Easy Butternut Squash & Pecan Wild Rice

I feel like rice is forever in style as far as dinner goes. White rice, steamed jasmine rice, brown rice…take your pick. Everyone has their go-to favorite on the table every week. But for fall this year, I switched gears for a second from the standard steamed white rice and did a lovely wild rice blend dotted with chunks of roasted butternut squash, toasted pecans and cranberries. This easy butternut squash and pecan wild rice makes a comforting rice dish sprinkled with with lots of goodies for a tasty bite of simple fall flavor.

wild rice with roasted butternut squash and pecans

This satisfying autumn-inspired rice mix is tossed with roasted butternut squash that’s flavored with a little allspice and nutmeg. A sprinkling of dried cranberries give this savory dish a light sweet note and some texture as well.

wild rice with butternut squash cranberries and pecans

The addition of lightly toasted pecans pairs really well with wild rice and gives it a delicious nutty flavor that goes well with the butternut squash. Pecans also add a little bit of crunch to the textures happening in this wild rice rice dish.

Peel and Prep Butternut Squash For Wild Rice Mix

peel squash

It’s pretty easy to put this together and once you have all the elements ready to go, it’s pretty much just toss n’ serve.

butternut squash

You’ll want to start by peeling a butternut squash and taking the seeds out. I found the easiest way for me was using a vegetable peeler. Easy and pretty fast.

Roast Butternut Squash On A Baking Sheet

roasting squash

Once you get the squash prepped, cube it into about 1 inch cubes and transfer it to a baking sheet.
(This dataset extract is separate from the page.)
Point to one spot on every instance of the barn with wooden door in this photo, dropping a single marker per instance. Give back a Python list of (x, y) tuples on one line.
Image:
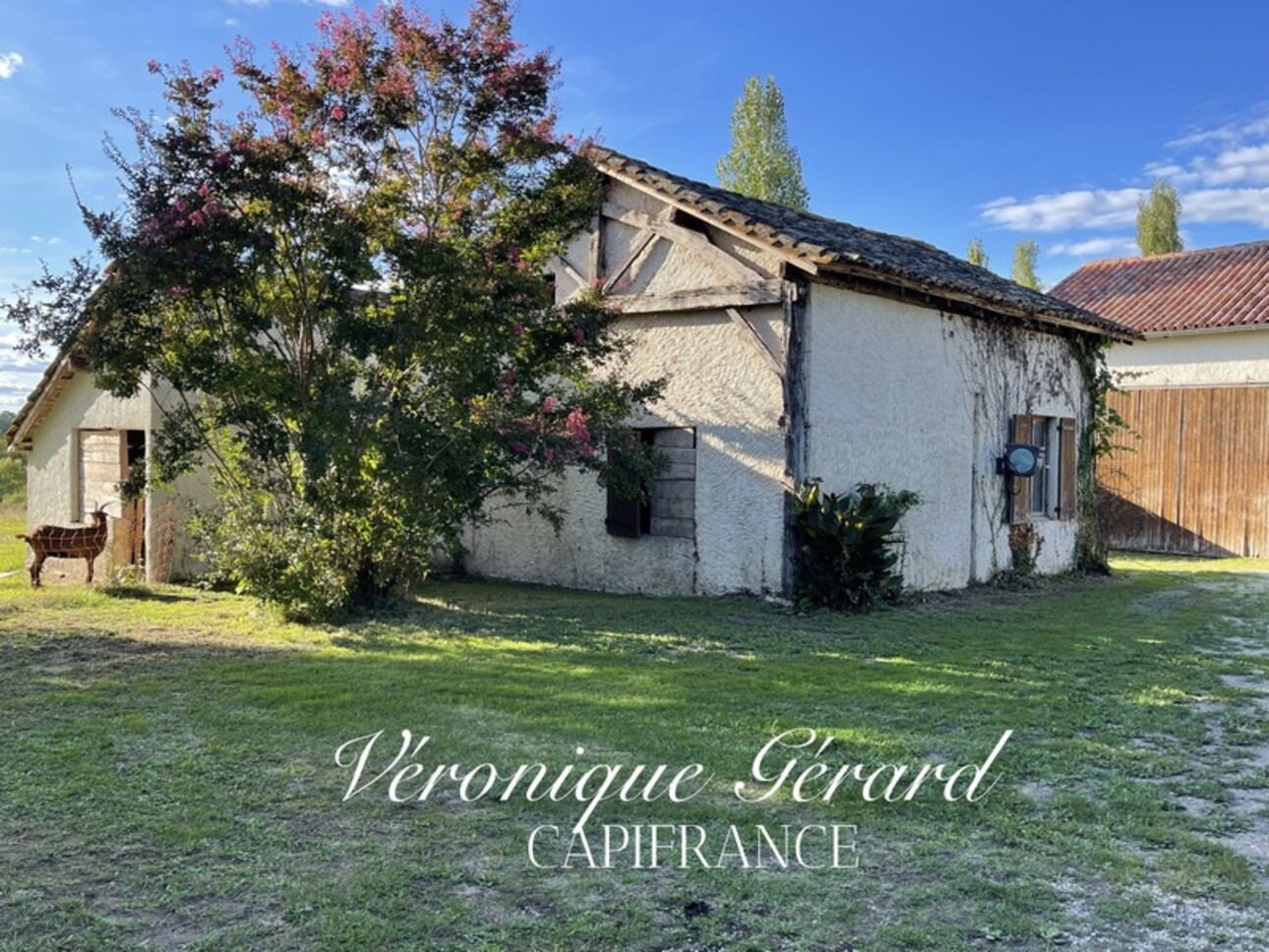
[(796, 346), (1197, 392), (80, 444)]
Toss with good fruity olive oil, coarse salt, ground pepper, and a dash of nutmeg and allspice. Roast it in a 400 degree oven until just barely able to be pierced with a fork. About 25 to 35 minutes, depending on your oven. You’ll want the squash firm enough to hold its shape when stirred in with rice but still soft enough to bite right in. They will roast up beautifully drizzled in olive oil and bring a subtle spiced note to the rice with hints of allspice and nutmeg.

Prepare Wild Rice

rice select royal blend wild rice

While the squash gets golden and delicious with the spices, prepare your wild rice according to package directions. Wild rice is naturally very textural and has a little more substance and chewiness to it than plain rice.

prepare steamed wild rice

Mine was a mix of brown, red, and wild rices that I steamed in the pot with a little water, butter, and salt. It’s done in about 15 minutes and sits for about 5 extra minutes before you fluff it with a fork and that’s it! It’s good to go.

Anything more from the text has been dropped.